Since the 1979 Revolution, the legal code has been based on Islamic law. Despite allowing sex reassignment surgery, homosexuality in Iran remains a crime punishable by death.

The charges of same-sex sexual activity have in a few occasions been used in political crimes. Other charges had been paired with the sodomy crime, such as rape or acts against the state, and convictions are obtained in grossly flawed trials. On March 14, 1994, famous dissident writer Ali Akbar Saidi Sirjani was charged with offenses ranging from drug dealing to espionage to homosexual activity.
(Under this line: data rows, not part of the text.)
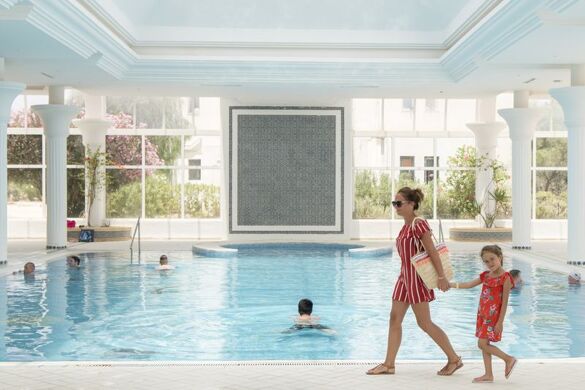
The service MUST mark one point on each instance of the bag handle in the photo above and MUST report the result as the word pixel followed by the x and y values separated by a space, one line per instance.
pixel 422 219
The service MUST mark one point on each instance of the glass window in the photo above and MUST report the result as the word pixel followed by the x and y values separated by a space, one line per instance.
pixel 407 161
pixel 75 192
pixel 557 117
pixel 179 113
pixel 17 113
pixel 124 194
pixel 416 180
pixel 448 148
pixel 398 114
pixel 120 110
pixel 206 148
pixel 371 151
pixel 163 150
pixel 430 114
pixel 504 100
pixel 208 117
pixel 126 150
pixel 33 120
pixel 149 113
pixel 163 194
pixel 25 185
pixel 372 194
pixel 414 148
pixel 551 152
pixel 367 114
pixel 202 198
pixel 194 169
pixel 551 194
pixel 75 150
pixel 460 112
pixel 25 149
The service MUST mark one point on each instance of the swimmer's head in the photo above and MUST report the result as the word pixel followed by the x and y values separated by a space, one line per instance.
pixel 305 306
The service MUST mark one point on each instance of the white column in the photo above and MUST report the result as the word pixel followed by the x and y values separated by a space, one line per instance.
pixel 8 91
pixel 56 119
pixel 486 143
pixel 94 138
pixel 522 124
pixel 572 99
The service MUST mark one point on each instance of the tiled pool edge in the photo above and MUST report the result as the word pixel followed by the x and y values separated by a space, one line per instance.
pixel 219 249
pixel 266 363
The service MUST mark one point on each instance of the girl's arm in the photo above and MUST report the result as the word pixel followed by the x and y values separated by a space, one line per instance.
pixel 506 294
pixel 429 246
pixel 470 284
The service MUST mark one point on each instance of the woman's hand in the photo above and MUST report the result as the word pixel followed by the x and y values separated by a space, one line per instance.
pixel 443 284
pixel 499 327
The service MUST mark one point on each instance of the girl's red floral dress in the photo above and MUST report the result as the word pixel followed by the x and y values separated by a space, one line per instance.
pixel 490 305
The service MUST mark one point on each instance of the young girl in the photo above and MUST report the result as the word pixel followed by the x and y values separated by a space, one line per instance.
pixel 493 302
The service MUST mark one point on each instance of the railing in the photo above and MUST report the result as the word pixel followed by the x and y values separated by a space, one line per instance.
pixel 441 237
pixel 136 229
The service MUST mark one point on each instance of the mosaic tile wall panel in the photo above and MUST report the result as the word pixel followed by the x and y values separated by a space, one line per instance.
pixel 285 170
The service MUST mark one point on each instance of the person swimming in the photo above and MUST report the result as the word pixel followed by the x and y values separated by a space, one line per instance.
pixel 306 320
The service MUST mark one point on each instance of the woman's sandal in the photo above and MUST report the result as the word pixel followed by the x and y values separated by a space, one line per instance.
pixel 445 370
pixel 381 369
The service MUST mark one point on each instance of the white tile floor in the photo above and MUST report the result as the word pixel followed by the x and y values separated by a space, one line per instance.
pixel 562 374
pixel 530 374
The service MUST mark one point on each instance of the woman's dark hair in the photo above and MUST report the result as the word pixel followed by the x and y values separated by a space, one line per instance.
pixel 305 306
pixel 414 195
pixel 496 250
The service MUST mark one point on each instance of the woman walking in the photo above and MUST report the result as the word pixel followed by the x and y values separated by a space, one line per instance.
pixel 410 290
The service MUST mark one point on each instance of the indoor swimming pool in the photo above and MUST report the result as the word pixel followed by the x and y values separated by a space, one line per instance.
pixel 241 308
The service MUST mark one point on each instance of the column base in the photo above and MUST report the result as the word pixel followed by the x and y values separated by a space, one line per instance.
pixel 575 262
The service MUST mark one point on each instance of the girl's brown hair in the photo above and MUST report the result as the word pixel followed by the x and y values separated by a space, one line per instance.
pixel 414 195
pixel 495 249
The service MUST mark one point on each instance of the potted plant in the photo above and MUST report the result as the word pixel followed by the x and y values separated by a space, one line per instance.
pixel 95 161
pixel 494 203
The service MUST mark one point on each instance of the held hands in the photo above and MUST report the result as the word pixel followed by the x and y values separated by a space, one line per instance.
pixel 443 284
pixel 499 327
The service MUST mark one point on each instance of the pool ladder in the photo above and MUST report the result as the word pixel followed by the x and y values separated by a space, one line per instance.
pixel 136 229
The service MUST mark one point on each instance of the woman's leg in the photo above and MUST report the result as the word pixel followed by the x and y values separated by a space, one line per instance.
pixel 486 347
pixel 394 336
pixel 423 319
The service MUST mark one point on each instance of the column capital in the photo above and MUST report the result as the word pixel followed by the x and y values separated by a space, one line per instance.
pixel 55 118
pixel 572 99
pixel 522 121
pixel 8 92
pixel 93 130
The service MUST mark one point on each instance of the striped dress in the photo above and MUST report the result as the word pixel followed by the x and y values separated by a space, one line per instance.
pixel 409 286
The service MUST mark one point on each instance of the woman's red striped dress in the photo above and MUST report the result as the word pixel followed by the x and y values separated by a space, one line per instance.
pixel 409 286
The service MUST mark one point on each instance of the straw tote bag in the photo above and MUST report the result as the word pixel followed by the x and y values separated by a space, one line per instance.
pixel 424 266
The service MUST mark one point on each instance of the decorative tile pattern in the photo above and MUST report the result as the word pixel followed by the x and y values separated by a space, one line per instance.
pixel 285 169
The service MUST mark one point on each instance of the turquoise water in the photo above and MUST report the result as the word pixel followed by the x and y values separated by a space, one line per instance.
pixel 237 309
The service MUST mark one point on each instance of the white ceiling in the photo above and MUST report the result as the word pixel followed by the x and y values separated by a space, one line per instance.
pixel 293 47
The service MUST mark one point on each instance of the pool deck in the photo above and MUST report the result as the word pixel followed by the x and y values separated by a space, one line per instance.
pixel 529 374
pixel 338 375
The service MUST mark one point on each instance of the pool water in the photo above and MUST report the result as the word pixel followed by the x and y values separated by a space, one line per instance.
pixel 240 308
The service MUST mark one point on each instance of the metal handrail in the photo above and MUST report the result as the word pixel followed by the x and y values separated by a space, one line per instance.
pixel 441 237
pixel 136 229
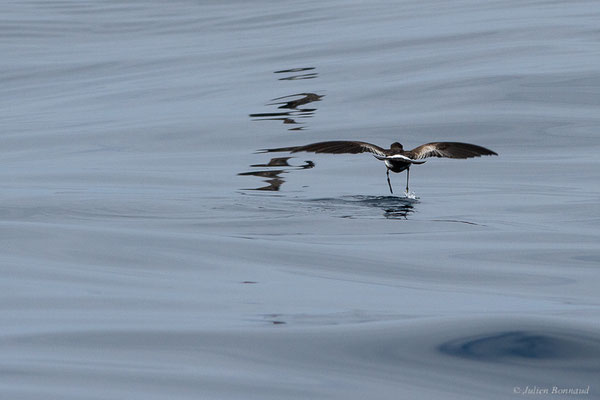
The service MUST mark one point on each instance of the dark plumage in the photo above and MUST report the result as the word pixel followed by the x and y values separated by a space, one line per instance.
pixel 396 158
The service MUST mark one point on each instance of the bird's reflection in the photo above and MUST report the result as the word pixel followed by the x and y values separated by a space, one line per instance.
pixel 273 176
pixel 400 212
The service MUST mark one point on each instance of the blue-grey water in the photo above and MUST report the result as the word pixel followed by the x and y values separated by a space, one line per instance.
pixel 138 260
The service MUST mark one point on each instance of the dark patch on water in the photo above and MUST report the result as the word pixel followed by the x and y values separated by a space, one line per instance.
pixel 519 346
pixel 361 206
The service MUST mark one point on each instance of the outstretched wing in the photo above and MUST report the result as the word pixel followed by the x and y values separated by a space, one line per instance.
pixel 334 147
pixel 449 150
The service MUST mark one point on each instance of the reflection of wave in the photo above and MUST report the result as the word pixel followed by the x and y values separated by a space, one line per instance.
pixel 524 346
pixel 310 75
pixel 290 117
pixel 274 175
pixel 362 206
pixel 291 102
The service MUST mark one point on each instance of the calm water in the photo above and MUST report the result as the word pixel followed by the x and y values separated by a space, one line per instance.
pixel 148 251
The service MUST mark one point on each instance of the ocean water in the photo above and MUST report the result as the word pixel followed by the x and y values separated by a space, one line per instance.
pixel 148 250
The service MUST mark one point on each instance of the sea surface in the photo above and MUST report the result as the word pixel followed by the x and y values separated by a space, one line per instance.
pixel 149 250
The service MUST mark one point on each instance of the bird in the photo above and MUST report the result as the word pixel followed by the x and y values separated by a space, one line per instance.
pixel 396 159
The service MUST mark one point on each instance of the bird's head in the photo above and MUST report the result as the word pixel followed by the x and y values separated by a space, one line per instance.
pixel 396 146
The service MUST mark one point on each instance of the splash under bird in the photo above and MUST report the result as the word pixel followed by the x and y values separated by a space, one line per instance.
pixel 396 159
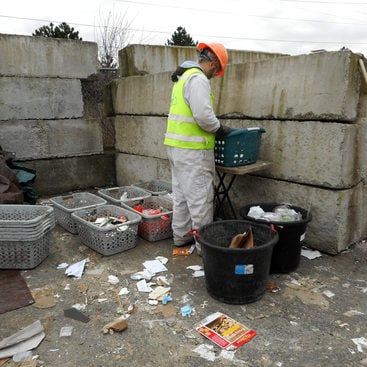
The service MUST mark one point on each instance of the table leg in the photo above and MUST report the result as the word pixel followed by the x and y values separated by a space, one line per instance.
pixel 223 190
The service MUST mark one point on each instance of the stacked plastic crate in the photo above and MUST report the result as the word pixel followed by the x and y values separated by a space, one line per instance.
pixel 25 235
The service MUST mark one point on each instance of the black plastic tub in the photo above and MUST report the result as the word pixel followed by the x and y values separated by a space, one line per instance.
pixel 287 252
pixel 236 276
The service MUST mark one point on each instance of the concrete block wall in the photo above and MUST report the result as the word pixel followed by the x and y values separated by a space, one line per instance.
pixel 313 110
pixel 41 112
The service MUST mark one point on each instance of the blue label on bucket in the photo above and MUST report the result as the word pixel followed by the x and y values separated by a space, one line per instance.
pixel 244 269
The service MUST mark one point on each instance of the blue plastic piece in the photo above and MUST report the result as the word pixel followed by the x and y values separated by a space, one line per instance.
pixel 186 310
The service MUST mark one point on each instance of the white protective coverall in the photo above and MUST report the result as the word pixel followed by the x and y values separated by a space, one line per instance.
pixel 193 170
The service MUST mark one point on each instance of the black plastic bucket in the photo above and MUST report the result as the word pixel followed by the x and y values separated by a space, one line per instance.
pixel 287 252
pixel 236 276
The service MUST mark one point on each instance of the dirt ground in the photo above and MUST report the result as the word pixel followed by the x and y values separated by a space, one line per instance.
pixel 314 316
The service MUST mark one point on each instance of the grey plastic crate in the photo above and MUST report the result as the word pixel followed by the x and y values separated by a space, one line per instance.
pixel 24 216
pixel 24 254
pixel 155 187
pixel 107 240
pixel 65 205
pixel 114 195
pixel 153 227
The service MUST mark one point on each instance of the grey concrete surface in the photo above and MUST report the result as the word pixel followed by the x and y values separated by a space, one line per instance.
pixel 47 57
pixel 148 59
pixel 316 318
pixel 40 98
pixel 46 139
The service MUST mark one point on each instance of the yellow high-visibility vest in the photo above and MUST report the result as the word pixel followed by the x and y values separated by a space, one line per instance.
pixel 182 129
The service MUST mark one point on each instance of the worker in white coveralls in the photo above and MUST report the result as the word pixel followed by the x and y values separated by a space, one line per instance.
pixel 191 129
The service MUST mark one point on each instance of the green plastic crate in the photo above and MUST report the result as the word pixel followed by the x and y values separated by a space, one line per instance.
pixel 239 148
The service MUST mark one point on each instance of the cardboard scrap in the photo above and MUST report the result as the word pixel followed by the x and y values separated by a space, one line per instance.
pixel 224 331
pixel 44 297
pixel 159 292
pixel 116 325
pixel 22 341
pixel 244 240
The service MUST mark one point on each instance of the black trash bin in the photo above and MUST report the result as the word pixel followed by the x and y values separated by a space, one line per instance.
pixel 287 252
pixel 232 275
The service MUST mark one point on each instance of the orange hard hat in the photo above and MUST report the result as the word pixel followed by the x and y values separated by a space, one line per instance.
pixel 219 51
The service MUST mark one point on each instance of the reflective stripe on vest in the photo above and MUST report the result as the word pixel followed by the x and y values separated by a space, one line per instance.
pixel 182 130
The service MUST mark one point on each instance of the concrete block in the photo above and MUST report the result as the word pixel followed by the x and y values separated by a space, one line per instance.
pixel 337 215
pixel 36 98
pixel 309 152
pixel 322 86
pixel 47 57
pixel 142 95
pixel 60 175
pixel 141 135
pixel 134 168
pixel 43 139
pixel 148 59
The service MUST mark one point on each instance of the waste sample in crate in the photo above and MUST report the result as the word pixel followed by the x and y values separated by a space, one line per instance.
pixel 155 187
pixel 66 205
pixel 25 235
pixel 156 212
pixel 115 195
pixel 238 148
pixel 107 229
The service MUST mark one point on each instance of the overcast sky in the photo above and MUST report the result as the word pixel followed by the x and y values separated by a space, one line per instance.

He died in prison under disputed circumstances.

Male same-sex sexual activity

Article 233 of the 2013 version of the Islamic Penal Code of Iran defines sodomy (lavāt) as the "penetration of genital organ up to foreskin of a man into anus of a male human". Under article 234, the receptive partner receives the death penalty; the insertive partner receives the death penalty if they used force or coercion, are married, or if they are non-Muslim and the receptive partner is Muslim; otherwise, the penalty for the insertive partner is one hundred lashes. Article 235 punishes intercrural sex between men with one hundred lashes; a man placing his penis between a man's buttocks without inserting it into the rectum is also classified under article 235. However, under article 235, if the active partner is non-Muslim and the passive partner is non-Muslim, the penalty is execution. Article 237 criminalises all other physically intimate acts between men, with a punishment of between thirty-one and seventy-four lashes, chosen by judicial discretion. Under article 114, if the offender repents of a capital crime prior to conviction, and the judge considers the repentance to be genuine, then the penalty may be reduced to flogging, imprisonment, or even a reprimand; if the offender repents after conviction, the judge may submit a request to the Supreme Leader for the offender to be pardoned.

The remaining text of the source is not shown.